Час спустя она снова была в больнице – на этот раз в Чикаго. Через пять дней ее выписали, напугав ужасными предупреждениями о том, что ей необходимо сначала поправить здоровье, а уж потом снова приступать к работе. Через час после выписки она упаковала вещи и направилась в аэропорт. Самолет доставил Хоуп в Дулут, где ее уже поджидала машина, готовая отвезти на северо-восток Миннесоты, в Эрроухед – местность, расположенную почти рядом с городком Ту-Харборс. Усеянный сверкающими голубыми озерами, испещренный россыпью зеленых, как листья папоротника, островов, этот край известен как один из прекраснейших в мире. Приехав на берег озера Верхнее, Хоуп отправилась на маленькой моторной лодке на свой остров, расположенный чуть южнее.
Ей никак не удавалось контролировать ход своих мыслей.
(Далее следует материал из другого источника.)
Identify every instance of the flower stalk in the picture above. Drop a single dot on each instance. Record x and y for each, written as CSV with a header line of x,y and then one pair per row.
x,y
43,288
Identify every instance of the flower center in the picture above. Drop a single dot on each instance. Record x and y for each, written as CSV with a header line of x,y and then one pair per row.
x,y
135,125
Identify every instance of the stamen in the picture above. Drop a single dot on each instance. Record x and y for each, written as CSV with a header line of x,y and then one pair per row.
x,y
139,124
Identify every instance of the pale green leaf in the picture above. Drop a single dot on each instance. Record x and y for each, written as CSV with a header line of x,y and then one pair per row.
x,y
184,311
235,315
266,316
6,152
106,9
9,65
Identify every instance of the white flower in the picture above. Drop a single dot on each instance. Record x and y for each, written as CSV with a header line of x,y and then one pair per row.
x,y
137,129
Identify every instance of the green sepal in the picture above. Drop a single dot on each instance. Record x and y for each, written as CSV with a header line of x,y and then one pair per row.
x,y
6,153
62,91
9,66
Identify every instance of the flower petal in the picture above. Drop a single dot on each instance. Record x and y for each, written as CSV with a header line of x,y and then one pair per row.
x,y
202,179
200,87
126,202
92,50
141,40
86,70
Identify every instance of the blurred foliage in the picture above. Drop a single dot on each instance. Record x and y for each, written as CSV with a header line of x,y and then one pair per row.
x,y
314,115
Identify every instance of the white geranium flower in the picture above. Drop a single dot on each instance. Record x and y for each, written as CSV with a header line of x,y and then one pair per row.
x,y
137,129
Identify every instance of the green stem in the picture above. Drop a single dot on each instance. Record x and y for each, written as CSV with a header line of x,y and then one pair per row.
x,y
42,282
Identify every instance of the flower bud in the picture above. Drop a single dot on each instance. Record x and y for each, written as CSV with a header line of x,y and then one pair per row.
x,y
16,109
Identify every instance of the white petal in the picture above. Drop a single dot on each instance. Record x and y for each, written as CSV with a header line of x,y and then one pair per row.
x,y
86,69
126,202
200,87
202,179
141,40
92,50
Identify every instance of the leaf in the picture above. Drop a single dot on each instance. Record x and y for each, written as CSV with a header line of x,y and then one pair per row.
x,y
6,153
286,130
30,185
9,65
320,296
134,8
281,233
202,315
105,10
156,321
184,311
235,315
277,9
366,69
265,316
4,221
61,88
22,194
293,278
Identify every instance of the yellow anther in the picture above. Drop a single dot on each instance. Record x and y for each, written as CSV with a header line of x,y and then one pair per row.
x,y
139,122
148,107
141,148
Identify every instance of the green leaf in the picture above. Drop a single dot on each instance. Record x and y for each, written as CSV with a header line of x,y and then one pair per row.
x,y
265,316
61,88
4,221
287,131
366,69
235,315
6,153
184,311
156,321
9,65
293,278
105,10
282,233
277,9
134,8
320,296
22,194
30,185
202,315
Они всё возвращались в прошлый год, освежая и освещая ее мудростью воспоминаний о минувшем. Шеф Хоуп Лэнгстон всегда старался использовать ее талант на полную катушку и следил, чтобы она получала по возможности более интересные и длительные задания – недели на две-три. Ее командировали во Францию. Вернувшись, она сразу же улетела в Египет, потом снова возвратилась домой и отправилась в Южную Америку.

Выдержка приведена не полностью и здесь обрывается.